Types & data
Core values: text, number, bool, list, map, and nothing. (Plus decimal, bytes, complex and numeric array for scientific work — see Stdlib.)
-- Doc example: types, property access, custom types, intentional operations.
intent: "doc example: types and data"
type Point
x: number
y: number
let demo_p be Point(3, 4)
print("Point(3,4) → x=" + text(x of demo_p) + " y=" + text(y of demo_p))
test "values + property access (of / dot / index)"
let cfg be {"host": "localhost", "port": 8080}
assert_eq(port of cfg, 8080)
assert_eq(cfg.host, "localhost")
assert_eq(cfg["port"], 8080)
assert_eq(length([1, 2, 3]), 3)
test "custom type + positional constructor"
let p be Point(3, 4)
assert_eq(x of p, 3)
assert_eq(y of p, 4)
test "intentional ops replace loops"
let nums be [1, 2, 3, 4]
assert_eq(apply((n) => n * 2, nums), [2, 4, 6, 8])
assert_eq(where(nums, (n) => n > 2), [3, 4])

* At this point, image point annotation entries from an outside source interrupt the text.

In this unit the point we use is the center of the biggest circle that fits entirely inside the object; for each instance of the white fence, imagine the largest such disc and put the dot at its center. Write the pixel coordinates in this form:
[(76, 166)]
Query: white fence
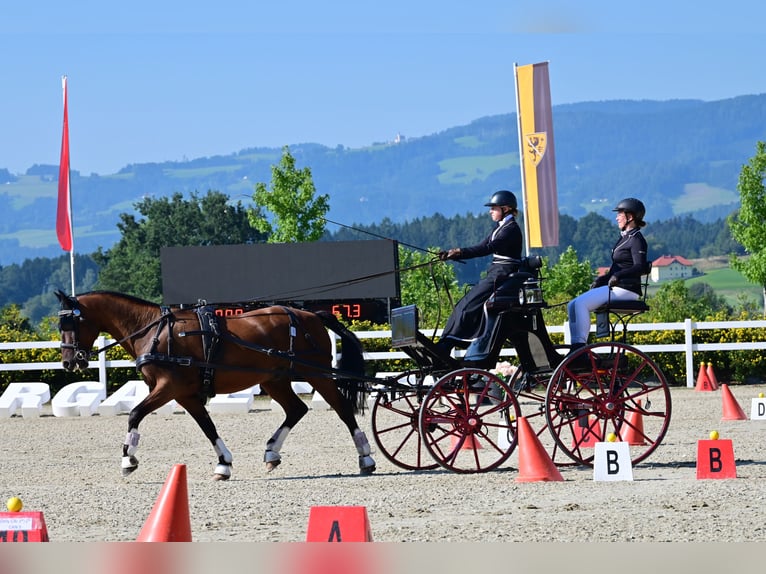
[(687, 347)]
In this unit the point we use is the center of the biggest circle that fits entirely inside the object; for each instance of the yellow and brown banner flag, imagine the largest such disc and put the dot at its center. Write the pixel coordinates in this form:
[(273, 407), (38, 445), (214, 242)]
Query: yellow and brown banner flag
[(538, 159)]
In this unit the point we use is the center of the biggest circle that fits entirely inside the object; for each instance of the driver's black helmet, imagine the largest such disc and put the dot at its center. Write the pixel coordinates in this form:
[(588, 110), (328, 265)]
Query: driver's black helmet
[(632, 205), (502, 198)]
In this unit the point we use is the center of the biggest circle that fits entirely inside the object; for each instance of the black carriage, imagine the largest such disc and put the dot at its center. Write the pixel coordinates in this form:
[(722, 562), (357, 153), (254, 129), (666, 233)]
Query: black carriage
[(459, 414)]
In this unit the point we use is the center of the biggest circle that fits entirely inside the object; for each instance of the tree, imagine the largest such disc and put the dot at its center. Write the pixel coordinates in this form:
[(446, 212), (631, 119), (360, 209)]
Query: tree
[(433, 288), (748, 224), (296, 213), (568, 278), (133, 264)]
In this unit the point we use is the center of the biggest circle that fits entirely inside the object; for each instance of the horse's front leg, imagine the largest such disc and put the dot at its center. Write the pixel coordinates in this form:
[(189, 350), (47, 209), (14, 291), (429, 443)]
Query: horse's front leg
[(129, 461), (366, 462), (225, 459)]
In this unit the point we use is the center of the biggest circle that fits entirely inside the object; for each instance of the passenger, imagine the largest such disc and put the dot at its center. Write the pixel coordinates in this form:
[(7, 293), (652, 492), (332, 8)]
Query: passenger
[(629, 263), (504, 243)]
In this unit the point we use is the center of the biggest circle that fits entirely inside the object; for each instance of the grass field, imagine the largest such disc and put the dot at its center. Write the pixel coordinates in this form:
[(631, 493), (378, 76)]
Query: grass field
[(724, 280)]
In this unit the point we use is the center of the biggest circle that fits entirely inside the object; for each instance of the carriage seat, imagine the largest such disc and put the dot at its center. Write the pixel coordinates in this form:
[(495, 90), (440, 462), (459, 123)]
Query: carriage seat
[(622, 311)]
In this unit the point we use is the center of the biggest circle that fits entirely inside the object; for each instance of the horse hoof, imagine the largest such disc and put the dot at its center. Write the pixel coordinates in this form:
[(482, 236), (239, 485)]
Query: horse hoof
[(129, 464)]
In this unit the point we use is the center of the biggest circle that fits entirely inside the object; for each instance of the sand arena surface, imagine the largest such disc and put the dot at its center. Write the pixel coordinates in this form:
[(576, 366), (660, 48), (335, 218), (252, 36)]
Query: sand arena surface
[(69, 468)]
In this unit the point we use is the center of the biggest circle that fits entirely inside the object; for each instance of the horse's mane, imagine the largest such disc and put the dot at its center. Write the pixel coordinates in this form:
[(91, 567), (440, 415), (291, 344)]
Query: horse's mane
[(131, 298)]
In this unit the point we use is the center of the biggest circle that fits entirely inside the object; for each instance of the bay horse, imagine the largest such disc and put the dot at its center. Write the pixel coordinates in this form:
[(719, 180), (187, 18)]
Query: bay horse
[(190, 354)]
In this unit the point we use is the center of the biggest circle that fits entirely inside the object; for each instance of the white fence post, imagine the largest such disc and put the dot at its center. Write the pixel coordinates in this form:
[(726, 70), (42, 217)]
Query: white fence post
[(689, 344), (101, 343)]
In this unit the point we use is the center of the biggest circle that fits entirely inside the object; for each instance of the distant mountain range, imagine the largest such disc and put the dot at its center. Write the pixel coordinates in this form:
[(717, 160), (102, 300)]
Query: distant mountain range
[(680, 157)]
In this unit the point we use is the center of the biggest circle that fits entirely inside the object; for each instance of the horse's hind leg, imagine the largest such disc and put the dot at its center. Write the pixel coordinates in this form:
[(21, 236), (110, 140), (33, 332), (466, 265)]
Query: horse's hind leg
[(196, 408), (295, 409), (345, 410)]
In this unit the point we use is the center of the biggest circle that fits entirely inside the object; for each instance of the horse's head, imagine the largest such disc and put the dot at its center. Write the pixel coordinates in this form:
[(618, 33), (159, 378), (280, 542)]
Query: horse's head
[(76, 338)]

assert_eq(reduce(nums, (a, b) => a + b, 0), 10)
assert_eq(sort_by([3, 1, 2], (v) => v), [1, 2, 3])
Property access — three ways
host of config -- natural
config.host -- dot
config["host"] -- index
Custom types
A type declares named fields; the constructor is positional in field order:
type Customer
name: text
email: text
balance: number
let c be Customer("Ada", "ada@x.com", 500)
let who be name of c
Intentional operations (instead of loops)
Express intent and let the runtime iterate:
apply(fn, list)— map each item.where(list, predicate)— filter.reduce(list, fn, initial)— fold to one value.sort_by(list, key_fn),collect(list, "field"),count_where(list, predicate).
This reads better than a loop and is what an LLM should reach for first.